In [14]:
import pandas

# import CSV files as DataFrames
driving_data = pandas.read_csv("driving.csv", header=0, usecols=(10, 11, 12))
walking_data = pandas.read_csv("walking.csv", header=0, usecols=(10, 11, 12))
running_data = pandas.read_csv("running.csv", header=0, usecols=(10, 11, 12))
sitting_data = pandas.read_csv("static.csv", header=0, usecols=(10, 11, 12))
climbing_data = pandas.read_csv("upstair.csv", header=0, usecols=(10, 11, 12))

'''
Super huge thank you to Heather for letting me use her data!! I had my own originally,
which I recoreded by setting a herd of iPhoned freshmen loose in the Nelson (more efficient
lol), but then we found out about the can't-turn-off-your-screen thing, which invalidated
all the data.

Then I went to record it all myself on my Android using Androsensor, but after I recorded all
the data, I found out that accelerometer data didn't record because my phone's gyroscope
is broken. This was the moment at which I decided to just ask someone else if I could use their
data.
'''
# ignore this
1

1

In [13]:
'''
This is all just useful information. Thanks for the helpful
builtin, pandas! This was helpful in figuring out what my
features should be. It's commented out because it's not
necessary for the code to run, and it has a long output, but
you can un-comment it if you want to see the results. 
''' 
1
# print("--------")
# print("driving")
# print("--------")
# print(driving_data.describe())
# print("--------")
# print("walking")
# print("--------")
# print(walking_data.describe())
# print("--------")
# print("running")
# print("--------")
# print(running_data.describe())
# print("--------")
# print("sitting")
# print("--------")
# print(sitting_data.describe())
# print("--------")
# print("climbing")
# print("--------")
# print(climbing_data.describe())

1

In [3]:
import random

# chunk_data : DataFrame -> listof(DataFrame)
# input : data - a DataFrame of length ~30k holding the dataset you want
#                to chunk up
# output : a list of 30 DataFrames, each DataFrame being 1000 long (except
#          for the very last one, which might be missing like 10 points,
#          but whatever)
def chunk_data(data):
    toReturn = []
    for i in range(30):
        # 975 instead of 1000 bc datasets are a few points short
        # this should only cause a trivial difference if any at all
        toReturn.append(data[i*975 : (i+1)*975])
    return toReturn

# chunk the data!
driving_chunks = chunk_data(driving_data)
sitting_chunks = chunk_data(sitting_data)
walking_chunks = chunk_data(walking_data)
climbing_chunks = chunk_data(climbing_data)
running_chunks = chunk_data(running_data)

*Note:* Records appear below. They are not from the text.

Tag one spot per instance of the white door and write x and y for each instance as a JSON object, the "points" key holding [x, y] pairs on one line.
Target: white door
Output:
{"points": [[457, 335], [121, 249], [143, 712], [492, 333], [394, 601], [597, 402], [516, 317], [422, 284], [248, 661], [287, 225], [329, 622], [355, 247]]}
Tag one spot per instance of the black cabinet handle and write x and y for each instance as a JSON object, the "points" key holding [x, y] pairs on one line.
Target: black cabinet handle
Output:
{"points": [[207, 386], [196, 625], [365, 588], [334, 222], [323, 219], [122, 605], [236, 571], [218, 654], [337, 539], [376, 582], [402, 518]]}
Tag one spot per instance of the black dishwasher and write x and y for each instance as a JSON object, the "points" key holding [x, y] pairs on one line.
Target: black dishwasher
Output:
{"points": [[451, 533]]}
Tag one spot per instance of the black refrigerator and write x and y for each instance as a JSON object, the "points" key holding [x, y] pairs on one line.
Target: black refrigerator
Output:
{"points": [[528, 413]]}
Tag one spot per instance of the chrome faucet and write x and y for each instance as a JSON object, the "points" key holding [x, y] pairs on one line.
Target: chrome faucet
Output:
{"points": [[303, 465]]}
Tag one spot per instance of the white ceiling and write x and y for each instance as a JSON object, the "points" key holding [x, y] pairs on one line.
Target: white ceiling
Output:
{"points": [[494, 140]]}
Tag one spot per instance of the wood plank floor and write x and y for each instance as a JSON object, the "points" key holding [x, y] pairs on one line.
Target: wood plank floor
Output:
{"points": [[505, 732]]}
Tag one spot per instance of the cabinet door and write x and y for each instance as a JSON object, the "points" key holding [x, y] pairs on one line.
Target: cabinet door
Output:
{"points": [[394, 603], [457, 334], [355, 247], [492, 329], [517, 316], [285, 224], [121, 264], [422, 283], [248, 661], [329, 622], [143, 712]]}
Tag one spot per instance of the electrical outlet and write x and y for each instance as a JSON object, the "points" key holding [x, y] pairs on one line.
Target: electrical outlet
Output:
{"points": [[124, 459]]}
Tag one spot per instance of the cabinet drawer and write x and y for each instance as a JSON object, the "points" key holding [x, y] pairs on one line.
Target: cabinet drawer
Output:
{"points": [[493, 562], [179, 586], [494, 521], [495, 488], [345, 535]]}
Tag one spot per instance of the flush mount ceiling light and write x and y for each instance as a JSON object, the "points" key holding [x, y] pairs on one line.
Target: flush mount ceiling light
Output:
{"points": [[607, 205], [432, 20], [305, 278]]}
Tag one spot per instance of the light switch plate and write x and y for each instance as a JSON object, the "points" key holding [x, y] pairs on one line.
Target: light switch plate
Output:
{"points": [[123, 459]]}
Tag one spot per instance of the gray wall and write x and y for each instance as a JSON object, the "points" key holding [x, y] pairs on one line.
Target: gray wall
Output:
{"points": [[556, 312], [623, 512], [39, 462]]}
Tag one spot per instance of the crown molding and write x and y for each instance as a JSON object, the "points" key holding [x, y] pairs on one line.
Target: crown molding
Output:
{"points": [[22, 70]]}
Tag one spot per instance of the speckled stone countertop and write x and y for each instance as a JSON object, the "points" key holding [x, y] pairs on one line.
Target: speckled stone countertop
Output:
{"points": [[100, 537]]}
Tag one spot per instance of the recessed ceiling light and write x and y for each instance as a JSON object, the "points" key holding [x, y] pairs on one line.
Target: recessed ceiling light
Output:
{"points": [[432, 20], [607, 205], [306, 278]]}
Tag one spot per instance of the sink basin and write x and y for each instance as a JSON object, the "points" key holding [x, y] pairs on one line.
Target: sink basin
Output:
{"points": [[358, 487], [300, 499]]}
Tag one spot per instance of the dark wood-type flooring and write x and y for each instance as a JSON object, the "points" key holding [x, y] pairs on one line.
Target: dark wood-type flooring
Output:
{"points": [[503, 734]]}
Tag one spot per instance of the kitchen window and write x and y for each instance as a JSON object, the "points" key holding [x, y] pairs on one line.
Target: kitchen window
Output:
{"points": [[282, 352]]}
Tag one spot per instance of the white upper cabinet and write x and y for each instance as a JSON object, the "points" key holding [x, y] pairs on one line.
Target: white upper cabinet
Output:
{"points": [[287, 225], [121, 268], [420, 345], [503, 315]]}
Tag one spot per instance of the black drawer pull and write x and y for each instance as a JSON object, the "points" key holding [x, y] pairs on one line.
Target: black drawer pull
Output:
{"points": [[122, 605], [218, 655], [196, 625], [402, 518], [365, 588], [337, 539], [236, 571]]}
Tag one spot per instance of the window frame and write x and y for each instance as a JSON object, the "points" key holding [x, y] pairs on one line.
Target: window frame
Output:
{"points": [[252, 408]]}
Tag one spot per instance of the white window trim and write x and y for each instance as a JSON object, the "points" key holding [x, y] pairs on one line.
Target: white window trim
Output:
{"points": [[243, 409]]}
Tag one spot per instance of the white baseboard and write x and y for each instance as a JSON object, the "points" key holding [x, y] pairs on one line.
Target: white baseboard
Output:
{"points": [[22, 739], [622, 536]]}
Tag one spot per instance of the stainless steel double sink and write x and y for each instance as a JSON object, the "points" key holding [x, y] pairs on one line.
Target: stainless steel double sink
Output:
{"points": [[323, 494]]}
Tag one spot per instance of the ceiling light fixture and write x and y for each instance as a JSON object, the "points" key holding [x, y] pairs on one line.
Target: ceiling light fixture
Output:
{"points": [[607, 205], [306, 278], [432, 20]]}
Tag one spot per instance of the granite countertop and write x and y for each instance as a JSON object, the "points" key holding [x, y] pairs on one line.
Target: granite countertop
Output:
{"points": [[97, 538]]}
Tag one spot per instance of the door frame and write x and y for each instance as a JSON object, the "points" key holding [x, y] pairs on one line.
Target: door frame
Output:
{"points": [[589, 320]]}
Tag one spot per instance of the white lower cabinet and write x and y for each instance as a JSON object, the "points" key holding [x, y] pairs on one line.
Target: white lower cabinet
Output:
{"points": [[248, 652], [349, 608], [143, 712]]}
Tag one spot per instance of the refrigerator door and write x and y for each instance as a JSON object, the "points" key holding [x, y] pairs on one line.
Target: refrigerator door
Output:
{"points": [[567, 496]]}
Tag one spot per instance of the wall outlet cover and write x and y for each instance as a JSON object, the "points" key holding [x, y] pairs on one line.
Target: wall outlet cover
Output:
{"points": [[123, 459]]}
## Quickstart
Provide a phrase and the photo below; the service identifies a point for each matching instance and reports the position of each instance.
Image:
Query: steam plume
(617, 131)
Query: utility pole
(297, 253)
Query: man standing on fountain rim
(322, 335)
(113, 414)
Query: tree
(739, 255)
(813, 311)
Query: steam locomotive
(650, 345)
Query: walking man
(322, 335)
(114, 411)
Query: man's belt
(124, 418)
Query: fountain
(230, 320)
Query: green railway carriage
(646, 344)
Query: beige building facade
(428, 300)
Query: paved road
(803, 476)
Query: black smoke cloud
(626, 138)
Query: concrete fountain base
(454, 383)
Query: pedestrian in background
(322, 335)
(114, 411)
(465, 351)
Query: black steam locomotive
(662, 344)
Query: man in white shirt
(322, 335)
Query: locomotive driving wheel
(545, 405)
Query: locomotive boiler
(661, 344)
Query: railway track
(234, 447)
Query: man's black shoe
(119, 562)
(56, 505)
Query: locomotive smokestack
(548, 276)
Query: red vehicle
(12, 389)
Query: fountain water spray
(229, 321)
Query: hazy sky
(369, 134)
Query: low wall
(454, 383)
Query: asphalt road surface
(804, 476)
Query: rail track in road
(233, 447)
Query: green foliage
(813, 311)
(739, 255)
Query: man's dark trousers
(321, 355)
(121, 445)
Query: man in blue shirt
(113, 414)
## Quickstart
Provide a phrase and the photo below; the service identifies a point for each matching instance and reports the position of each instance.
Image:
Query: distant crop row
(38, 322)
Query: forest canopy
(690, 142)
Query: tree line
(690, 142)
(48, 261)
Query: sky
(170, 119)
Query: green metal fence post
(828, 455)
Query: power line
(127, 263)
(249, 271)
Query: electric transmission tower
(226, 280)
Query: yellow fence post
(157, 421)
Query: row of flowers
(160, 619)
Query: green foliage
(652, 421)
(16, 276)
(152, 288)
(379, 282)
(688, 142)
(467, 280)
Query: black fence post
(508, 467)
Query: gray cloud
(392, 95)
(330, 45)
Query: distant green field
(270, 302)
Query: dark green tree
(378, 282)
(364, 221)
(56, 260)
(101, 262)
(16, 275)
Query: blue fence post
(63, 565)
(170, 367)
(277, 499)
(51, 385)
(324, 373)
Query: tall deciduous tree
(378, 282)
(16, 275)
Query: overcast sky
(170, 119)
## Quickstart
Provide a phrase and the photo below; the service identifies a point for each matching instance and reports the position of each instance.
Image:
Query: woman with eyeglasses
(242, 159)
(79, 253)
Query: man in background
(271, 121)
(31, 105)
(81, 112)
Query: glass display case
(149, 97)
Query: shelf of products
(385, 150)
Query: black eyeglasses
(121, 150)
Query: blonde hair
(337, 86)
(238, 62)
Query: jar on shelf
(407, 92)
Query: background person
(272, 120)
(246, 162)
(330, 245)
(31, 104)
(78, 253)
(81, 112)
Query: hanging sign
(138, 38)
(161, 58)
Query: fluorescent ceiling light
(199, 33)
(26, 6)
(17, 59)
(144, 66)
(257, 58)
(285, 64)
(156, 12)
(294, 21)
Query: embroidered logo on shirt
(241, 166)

# shuffle is there because it makes the data more, like, balanced
#    --> cause like what if you have random crap at the end
random.shuffle(driving_chunks)
random.shuffle(sitting_chunks)
random.shuffle(walking_chunks)
random.shuffle(climbing_chunks)
random.shuffle(running_chunks)

# get x, y, and z

# get_x : listof(DataFrame) -> listof(Series)
# input : aloc - a list of DataFrame chunks
# output : a list of Series containing only the x-accelerometer
#          data from those chunks
def get_x(aloc):
    toReturn = []
    for chunk in aloc:
        toReturn.append(chunk["user_acc_x"])
    return toReturn

# get_y : listof(DataFrame) -> listof(Series)
# input : aloc - a list of DataFrame chunks
# output : a list of Series containing only the y-accelerometer
#          data from those chunks
def get_y(aloc):
    toReturn = []
    for chunk in aloc:
        toReturn.append(chunk["user_acc_y"])
    return toReturn

# get_z : listof(DataFrame) -> listof(Series)
# input : aloc - a list of DataFrame chunks
# output : a list of Series containing only the z-accelerometer
#          data from those chunks
def get_z(aloc):
    toReturn = []
    for chunk in aloc:
        toReturn.append(chunk["user_acc_z"])
    return toReturn

In [4]:
import numpy

# make_feature_chunk : Series -> listof(float)
# input : chunk - a Series with ten seconds of data for a single
#         activity in one dimension (x, y, or z)
# output : a three-element array holding the max, min, and max
#          of the fft for the chunk, in that order
def make_feature_chunk(chunk):
    return [chunk.as_matrix().max(), chunk.as_matrix().mean(), chunk.as_matrix().std()]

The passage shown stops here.